A actual preocupação obsessiva com o aspecto gráfico dos sites fez-nos perder grande parte do valor e funcionalidades que o HTML tem para oferecer. Perdeu-se a estrutura semântica das páginas que servia de elemento de organização de conteúdos já que poucos são os que continuam a utilizar cabeçalhos, parágrafos, etc.

A linguagem que nasceu para ajudar a organizar a informação é esquecida e subaproveitada. Se ignorarmos a formatação/estilo das páginas, como acontece com muitas tecnologias de apoio temos em muitos casos, um único bloco de texto sem quebras, títulos ou divisão de conteúdos.

A utilização correcta da estrutura semântica do HTML e o cumprimento pelas normas de acessibilidade não são incompatíveis, de forma alguma, com o aspecto gráfico atraente e cuidado. Ao contrário do que se possa pensar e muitas vezes é afirmado, a utilização do Flash para construção de sites não implica que estes sejam inacessíveis.
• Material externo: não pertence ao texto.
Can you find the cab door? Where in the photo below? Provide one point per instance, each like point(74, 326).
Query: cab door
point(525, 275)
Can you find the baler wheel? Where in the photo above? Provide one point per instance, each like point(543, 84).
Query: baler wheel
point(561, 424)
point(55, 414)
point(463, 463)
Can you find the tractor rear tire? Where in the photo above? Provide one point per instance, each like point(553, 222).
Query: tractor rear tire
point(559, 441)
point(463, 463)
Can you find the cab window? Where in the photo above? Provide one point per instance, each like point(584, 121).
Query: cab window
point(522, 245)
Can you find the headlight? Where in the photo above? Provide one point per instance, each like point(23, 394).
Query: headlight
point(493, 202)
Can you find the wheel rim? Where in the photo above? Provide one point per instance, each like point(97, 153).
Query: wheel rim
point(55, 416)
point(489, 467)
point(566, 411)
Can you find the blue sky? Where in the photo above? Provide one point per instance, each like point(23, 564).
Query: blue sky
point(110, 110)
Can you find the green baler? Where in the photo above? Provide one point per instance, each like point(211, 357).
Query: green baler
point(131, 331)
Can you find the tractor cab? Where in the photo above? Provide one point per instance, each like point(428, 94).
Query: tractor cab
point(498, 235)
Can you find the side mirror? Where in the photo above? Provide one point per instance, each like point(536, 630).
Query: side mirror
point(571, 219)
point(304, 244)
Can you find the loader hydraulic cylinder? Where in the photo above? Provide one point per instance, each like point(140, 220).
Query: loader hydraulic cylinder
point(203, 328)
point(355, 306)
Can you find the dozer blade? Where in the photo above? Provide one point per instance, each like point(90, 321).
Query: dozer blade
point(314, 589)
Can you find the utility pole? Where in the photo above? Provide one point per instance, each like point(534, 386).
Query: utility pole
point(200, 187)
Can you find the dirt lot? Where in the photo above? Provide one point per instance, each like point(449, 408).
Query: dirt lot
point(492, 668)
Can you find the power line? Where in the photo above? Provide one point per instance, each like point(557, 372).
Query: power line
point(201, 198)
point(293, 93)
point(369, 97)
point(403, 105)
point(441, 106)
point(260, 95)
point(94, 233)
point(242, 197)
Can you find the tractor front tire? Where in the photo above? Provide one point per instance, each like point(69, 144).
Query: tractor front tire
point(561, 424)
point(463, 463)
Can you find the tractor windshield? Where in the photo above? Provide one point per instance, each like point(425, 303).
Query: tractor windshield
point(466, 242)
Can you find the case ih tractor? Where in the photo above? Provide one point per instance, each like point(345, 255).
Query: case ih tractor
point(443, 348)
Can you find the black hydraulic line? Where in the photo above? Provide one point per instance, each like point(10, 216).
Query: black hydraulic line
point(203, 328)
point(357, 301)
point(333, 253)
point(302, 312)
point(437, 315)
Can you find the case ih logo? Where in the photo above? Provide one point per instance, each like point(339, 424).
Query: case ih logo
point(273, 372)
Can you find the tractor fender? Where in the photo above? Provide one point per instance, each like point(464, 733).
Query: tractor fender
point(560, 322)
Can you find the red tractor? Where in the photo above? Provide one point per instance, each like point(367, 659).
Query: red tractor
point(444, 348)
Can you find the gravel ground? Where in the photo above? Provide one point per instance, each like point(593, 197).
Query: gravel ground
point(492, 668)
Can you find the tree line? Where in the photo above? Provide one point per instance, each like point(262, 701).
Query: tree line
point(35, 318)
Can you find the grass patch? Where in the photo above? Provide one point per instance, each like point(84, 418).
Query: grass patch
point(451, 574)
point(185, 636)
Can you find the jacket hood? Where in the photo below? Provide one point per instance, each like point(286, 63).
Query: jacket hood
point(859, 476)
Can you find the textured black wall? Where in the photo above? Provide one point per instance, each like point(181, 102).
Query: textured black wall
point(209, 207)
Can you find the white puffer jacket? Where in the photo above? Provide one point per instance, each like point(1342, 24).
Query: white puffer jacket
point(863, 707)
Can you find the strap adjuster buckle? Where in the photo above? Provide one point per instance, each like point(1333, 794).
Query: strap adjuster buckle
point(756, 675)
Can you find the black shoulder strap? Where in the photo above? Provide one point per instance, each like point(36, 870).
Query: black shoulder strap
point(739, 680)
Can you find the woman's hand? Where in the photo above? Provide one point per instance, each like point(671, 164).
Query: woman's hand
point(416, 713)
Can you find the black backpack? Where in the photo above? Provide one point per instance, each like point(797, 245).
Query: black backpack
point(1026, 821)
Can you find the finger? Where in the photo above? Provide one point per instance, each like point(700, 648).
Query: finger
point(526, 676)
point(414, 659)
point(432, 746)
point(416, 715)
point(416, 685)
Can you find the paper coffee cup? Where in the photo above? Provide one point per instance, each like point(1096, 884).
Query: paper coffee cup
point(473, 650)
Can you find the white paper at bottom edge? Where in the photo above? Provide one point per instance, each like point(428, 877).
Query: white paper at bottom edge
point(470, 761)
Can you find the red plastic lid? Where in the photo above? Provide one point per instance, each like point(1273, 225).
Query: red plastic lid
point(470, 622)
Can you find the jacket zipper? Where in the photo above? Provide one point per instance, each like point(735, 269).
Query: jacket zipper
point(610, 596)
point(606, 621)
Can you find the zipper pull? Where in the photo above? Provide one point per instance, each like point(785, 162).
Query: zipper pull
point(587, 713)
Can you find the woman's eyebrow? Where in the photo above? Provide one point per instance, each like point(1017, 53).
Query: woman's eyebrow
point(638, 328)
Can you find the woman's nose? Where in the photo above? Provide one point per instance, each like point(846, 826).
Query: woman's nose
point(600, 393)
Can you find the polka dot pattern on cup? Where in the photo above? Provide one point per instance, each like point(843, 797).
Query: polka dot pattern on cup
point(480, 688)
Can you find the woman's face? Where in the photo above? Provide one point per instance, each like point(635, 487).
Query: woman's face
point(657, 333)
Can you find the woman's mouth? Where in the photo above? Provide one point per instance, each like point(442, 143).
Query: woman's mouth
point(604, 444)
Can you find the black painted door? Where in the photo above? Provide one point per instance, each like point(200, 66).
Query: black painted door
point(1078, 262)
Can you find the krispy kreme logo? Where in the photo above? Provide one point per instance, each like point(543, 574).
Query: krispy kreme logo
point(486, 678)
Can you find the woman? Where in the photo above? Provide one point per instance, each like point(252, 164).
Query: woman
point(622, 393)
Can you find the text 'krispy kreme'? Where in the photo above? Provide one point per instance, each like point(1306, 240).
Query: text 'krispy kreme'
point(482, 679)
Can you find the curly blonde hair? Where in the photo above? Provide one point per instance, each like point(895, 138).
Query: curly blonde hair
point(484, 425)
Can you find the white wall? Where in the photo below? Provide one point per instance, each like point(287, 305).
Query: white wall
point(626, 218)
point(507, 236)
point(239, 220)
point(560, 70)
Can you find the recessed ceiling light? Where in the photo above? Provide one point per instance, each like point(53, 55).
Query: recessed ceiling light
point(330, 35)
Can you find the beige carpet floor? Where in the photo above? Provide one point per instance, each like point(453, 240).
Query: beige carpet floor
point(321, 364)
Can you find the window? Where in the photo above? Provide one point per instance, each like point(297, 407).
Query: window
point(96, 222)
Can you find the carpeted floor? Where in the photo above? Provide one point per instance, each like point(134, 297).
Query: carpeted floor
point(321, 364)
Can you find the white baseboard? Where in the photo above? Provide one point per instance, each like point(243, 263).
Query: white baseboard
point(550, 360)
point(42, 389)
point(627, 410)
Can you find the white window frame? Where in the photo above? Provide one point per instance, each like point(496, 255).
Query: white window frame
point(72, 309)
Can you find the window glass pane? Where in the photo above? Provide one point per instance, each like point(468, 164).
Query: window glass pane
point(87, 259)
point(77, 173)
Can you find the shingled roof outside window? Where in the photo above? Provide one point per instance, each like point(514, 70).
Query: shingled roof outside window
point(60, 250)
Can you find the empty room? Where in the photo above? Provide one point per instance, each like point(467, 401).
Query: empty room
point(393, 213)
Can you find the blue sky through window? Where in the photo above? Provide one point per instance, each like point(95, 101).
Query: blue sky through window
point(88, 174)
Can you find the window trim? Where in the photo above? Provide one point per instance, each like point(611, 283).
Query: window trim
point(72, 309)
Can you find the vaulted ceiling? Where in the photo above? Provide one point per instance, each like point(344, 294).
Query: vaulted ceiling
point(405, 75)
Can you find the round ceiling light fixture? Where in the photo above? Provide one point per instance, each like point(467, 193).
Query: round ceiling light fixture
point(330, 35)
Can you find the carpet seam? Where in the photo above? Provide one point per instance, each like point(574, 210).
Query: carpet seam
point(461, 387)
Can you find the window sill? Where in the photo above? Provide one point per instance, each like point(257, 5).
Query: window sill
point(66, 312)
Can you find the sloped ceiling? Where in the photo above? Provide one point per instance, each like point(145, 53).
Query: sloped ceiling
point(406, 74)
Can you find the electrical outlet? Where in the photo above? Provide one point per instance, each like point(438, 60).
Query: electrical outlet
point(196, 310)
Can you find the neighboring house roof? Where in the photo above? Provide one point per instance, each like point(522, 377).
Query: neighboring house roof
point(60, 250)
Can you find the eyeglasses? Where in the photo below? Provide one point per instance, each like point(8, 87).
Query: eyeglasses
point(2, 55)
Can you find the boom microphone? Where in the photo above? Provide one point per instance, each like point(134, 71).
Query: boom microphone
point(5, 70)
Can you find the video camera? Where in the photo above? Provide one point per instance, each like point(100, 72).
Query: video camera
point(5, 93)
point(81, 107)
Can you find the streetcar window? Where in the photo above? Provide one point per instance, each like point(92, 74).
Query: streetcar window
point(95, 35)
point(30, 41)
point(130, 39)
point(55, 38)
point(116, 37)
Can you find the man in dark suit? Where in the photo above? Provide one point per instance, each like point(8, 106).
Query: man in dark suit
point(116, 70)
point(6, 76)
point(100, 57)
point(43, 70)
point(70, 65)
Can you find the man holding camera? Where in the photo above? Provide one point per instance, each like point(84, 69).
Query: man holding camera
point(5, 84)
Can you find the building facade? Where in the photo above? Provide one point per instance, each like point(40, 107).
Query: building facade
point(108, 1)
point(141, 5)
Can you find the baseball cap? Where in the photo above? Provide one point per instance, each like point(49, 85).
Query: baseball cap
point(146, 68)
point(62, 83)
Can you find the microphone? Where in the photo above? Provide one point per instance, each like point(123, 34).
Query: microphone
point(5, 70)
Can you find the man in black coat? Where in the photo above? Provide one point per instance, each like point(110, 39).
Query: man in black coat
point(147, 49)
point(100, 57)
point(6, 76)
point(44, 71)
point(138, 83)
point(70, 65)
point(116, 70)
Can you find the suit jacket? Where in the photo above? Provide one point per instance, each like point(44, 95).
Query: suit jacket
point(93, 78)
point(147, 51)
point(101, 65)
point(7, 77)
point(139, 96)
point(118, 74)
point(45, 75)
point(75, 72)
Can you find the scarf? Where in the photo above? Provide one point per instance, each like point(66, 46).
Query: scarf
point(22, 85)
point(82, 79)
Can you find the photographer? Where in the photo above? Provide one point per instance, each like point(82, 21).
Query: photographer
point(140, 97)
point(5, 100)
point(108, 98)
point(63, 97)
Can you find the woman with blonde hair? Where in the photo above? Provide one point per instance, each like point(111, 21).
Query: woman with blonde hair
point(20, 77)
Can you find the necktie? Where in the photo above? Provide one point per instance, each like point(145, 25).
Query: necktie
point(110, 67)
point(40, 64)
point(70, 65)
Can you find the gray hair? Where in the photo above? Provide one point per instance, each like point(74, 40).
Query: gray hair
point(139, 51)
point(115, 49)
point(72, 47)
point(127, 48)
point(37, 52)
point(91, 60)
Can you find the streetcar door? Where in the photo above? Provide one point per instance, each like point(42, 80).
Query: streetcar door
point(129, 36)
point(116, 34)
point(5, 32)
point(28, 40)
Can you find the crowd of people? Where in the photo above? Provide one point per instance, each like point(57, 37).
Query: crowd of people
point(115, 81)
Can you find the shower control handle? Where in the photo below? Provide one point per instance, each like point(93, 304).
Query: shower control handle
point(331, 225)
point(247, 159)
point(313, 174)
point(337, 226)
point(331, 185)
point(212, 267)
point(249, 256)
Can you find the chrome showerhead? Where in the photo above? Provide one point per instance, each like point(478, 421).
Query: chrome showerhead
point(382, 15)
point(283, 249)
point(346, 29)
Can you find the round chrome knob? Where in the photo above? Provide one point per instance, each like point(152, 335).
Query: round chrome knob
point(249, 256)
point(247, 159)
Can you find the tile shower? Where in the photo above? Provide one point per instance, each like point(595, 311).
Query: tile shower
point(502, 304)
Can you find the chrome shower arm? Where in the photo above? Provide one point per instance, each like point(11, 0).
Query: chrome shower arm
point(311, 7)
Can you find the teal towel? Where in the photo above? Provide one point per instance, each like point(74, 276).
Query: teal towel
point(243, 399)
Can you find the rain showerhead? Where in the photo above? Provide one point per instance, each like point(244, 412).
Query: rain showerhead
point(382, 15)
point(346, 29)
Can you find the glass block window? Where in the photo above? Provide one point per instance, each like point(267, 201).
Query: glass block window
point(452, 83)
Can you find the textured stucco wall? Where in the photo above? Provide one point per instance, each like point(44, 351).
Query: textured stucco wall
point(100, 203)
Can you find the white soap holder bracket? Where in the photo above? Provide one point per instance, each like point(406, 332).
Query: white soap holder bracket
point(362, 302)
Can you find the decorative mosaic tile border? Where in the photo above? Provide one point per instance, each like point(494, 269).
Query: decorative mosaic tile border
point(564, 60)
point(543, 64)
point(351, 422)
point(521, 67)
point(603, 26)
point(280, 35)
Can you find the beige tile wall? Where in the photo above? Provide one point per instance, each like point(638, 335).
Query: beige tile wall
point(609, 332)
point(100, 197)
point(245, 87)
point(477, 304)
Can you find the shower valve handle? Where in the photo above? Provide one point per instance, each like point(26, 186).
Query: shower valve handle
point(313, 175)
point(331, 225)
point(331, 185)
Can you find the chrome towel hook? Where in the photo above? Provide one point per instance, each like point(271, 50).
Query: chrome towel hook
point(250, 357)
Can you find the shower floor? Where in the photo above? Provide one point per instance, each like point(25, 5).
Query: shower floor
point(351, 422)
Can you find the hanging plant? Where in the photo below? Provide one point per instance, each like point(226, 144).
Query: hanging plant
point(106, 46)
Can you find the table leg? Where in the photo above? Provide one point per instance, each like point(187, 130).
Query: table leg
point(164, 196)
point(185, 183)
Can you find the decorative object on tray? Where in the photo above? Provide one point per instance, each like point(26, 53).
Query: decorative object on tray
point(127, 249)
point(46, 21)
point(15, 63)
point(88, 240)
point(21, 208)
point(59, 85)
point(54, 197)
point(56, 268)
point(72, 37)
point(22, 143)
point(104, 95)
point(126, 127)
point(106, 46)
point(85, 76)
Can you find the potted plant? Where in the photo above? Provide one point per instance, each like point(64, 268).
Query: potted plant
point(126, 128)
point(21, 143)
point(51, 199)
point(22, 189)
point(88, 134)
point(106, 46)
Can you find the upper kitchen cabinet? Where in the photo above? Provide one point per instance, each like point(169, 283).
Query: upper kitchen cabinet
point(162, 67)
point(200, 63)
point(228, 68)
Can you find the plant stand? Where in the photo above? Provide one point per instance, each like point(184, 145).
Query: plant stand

Basta seguir as indicações da própria ADOBE, que há muito tempo trabalha em parceria com os produtores de tecnologias de apoio.

Brevemente será apresentado publicamente o Observatório para a acessibilidade, um projecto independente que conta com a colaboração directa de cidadãos comuns, com competências técnicas especializadas, com conhecimento e utilização quotidiana de diversas tecnologias de apoio e outras valências fundamentais para avaliação da acessibilidade a sites.

Numa análise preliminar feita a 1.208 sites estatais, públicos e privados (o documento completo será divulgado na altura da apresentação do Observatório) o panorama geral é muito preocupante. Certamente que não será do conhecimento geral que apenas 35% dos sites analisados cumpre as recomendações básicas (nível A da WCAG 2.0) na página principal, mais de 80% não oferece qualquer tipo de acessibilidade nas páginas interiores ou que a generalidade de formulários para interacção com a entidade também não é acessível.

Termino como comecei: "A acessibilidade não deveria ser uma opção mas antes uma obrigação".

(*)CEO da Handout
A empresa mantém também um projecto de responsabilidade social, o Ajudas, um portal sobre reabilitação e ajudas técnicas.